Evidently he sees a big future for arms sales abroad. 
I’m sure ISIS is looking forward to getting their hands on some of them. 
Andrew Smith of Campaign Against Arms Trade said: “Arms fairs and backroom deals strengthen the UK’s ties to dictatorships and cement the government’s role as a global arms dealer.”
Can readers of the Hereford Times explain why the UK celebrates British values of democracy and freedom, yet exports arms to 39 countries considered ‘not free’ by think-tank Freedom House? 
The standard government reply that ‘the UK operates one of the most robust and transparent arms export control systems in the world’ does not answer this question. 
FRANK HEMMING
Fownhope

Bring it back
SURELY the embroidered cloth must return to its rightful home, St Faith’s Church, Bacton where it was gifted and carefully looked after. 

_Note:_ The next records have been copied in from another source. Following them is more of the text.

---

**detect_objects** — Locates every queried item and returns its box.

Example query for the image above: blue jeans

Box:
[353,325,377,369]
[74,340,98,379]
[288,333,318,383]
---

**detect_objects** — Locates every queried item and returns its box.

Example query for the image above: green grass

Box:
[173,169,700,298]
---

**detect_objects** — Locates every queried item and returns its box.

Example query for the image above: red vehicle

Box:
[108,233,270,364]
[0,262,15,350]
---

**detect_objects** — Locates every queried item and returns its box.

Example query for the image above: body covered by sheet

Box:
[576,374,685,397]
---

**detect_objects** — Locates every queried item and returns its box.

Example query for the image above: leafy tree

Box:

Your article in the Hereford Times (January 12) noted that the relic was in perfect condition. 
There should be no need for an expensive building to house it.
I read that the church are ‘hoping’ the cloth will return. 
They should not have let it leave their care without a firm assurance that it will return. 
It has been at Bacton for over a century and has been much admired by generations before the conservators stepped in.
ROGER COLLINGS
Presteigne

NHS is great
ON New Year’s Day, my partner found blood in his urine and, thinking the worse, he took a sample to the drop-in centre where he was examined and the urine sent to the hospital.
Two days later, he saw his GP at our award-winning surgery and, two weeks later, he has just spent half a day at Hereford County Hospital.
He was given every test available and eventually given the ‘all clear’. 
At the same time as he was at the hospital, I was attending a routine appointment at the haematology clinic where I have been going for 18 years so our NHS really is great.